Concurso de Sáficas Mais Performática da UFJF aconteceu na Praça Cívica da Universidade (Foto: Twin Alvarenga/UFJF)

Dezenas de pessoas, entre concorrentes e espectadores, se reuniram na última sexta-feira, 5, na Praça Cívica da Universidade  Federal de Juiz de Fora (UFJF) para o “Concurso de Sáficas Mais Performática da UFJF”.Com a proposta de celebrar a liberdade, a diversidade e a expressão de mulheres que se relacionam com outras mulheres, o evento segue uma tendência que tem se espalhado por diferentes instituições de ensino superior, utilizando de forma crítica e bem-humorada estereótipos de gênero.

A iniciativa já aconteceu em universidades como a Universidade de São Paulo (USP) e a Universidade Federal de Minas Gerais (UFMG). De acordo com a comunidade, “sáficas” é um termo guarda-chuva que engloba mulheres cis, mulheres trans e pessoas não binárias que sentem atração afetiva ou sexual por outras mulheres.

Na sua segunda edição, o concurso de performance contou com desfiles, roupas, músicas, danças e outros elementos que remetem à cultura sáfica, além de eleger a vencedora de melhor performance. 

A estudante Paula Correia, vencedora do concurso, durante sua performance no evento (Foto: Twin Alvarenga/UFJF)

A vencedora foi Paula Correia, egressa do Bacharelado Interdisciplinar em Ciências Humanas e uma das fundadoras da Caminhada Lésbica de Juiz de Fora. Segundo ela, iniciativas como essa são fundamentais para fortalecer os laços da comunidade e ampliar os espaços de representatividade. “A cultura lésbica vem se enfraquecendo um pouco, se perdendo. Então é muito bom recuperar coisas nossas e ter uma presença lésbica em um espaço público como a UFJF”, afirmou.

Sobre a vitória, Paula contou que foi surpreendida pelo resultado. “Eu vim na brincadeira, mas também para fortalecer esse espírito de comunidade. Esse tipo de interação e construção de uma base forte entre mulheres sáficas é ouro para a gente. A gente só se fortalece quando está unido”, destacou.

As estudantes de Pedagogia e Direito, Íris Lays e Maria Fernanda Silvério (ao centro e à direita), ao lado de uma das juradas do evento (à esquerda na foto) (Foto: Twin Alvarenga/UFJF)

Espaços de acolhimento
As estudantes de Pedagogia e Direito Íris Lays e Maria Fernanda Silvério organizaram o concurso. Inspiradas por iniciativas realizadas em outras universidades, elas decidiram trazer a proposta para a UFJF como forma de fortalecer a ocupação dos espaços universitários pela comunidade LGBTQIAPN+.

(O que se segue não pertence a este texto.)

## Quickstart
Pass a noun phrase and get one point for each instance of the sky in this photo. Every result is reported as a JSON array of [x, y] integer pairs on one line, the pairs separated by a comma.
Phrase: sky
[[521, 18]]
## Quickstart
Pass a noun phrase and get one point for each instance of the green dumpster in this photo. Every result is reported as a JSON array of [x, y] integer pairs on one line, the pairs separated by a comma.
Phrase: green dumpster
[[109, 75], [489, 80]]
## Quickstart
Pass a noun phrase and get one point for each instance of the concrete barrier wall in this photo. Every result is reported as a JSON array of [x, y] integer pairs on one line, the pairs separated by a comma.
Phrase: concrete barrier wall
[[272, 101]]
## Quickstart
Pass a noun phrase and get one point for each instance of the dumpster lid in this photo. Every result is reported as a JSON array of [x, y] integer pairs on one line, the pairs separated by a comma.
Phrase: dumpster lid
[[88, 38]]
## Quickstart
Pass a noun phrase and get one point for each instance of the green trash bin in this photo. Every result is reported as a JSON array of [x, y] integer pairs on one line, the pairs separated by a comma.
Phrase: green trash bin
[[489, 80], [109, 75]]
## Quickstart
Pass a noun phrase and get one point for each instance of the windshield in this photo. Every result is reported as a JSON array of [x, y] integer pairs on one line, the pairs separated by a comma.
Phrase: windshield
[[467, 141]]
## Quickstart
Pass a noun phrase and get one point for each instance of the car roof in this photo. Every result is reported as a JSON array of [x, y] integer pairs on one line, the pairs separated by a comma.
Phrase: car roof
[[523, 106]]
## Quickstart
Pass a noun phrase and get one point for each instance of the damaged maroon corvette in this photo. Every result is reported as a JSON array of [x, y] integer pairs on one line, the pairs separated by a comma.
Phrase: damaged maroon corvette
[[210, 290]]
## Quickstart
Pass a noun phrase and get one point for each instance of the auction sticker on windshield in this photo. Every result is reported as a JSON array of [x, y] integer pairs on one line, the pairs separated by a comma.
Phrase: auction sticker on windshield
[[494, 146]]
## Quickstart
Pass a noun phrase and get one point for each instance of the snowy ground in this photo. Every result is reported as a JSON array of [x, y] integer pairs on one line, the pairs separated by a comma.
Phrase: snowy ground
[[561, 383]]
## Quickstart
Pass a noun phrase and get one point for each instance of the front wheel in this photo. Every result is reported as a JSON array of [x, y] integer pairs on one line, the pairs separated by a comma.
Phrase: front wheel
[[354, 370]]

Segundo Íris, o evento também representa uma retomada da vivência estudantil no campus. “Os espaços de lazer também são importantes para a formação acadêmica. Ver mais gente ocupando a universidade e celebrando a comunidade LGBT é muito importante”, ressaltou.

A grande adesão surpreendeu as organizadoras já na primeira edição, realizada em 6 de novembro de 2025. O grupo criado para organizar o evento rapidamente ultrapassou 100 participantes e reuniu um público maior do que o esperado. Para elas, a resposta demonstra a necessidade de espaços de convivência, acolhimento e representatividade para a comunidade LGBT dentro da Universidade, além de ser uma forma de combater o preconceito. 

Segundo as organizadoras, durante a divulgação do concurso, cartazes do evento foram rasgados em diferentes pontos da UFJF. Para Fernanda, a situação reforça a importância da mobilização coletiva. “É um movimento de acolhimento e resistência, para a gente se unir contra essas pessoas preconceituosas”, afirmou.

Próximo concurso
A comunidade agora se prepara para o concurso de “Twink Mais Performático”, marcado para o dia 22 de maio. A ação premiará performances de homens que se encaixam no estereótipo de “twinks” — jovens, magros, atléticos e com poucos ou nenhum pelo no corpo.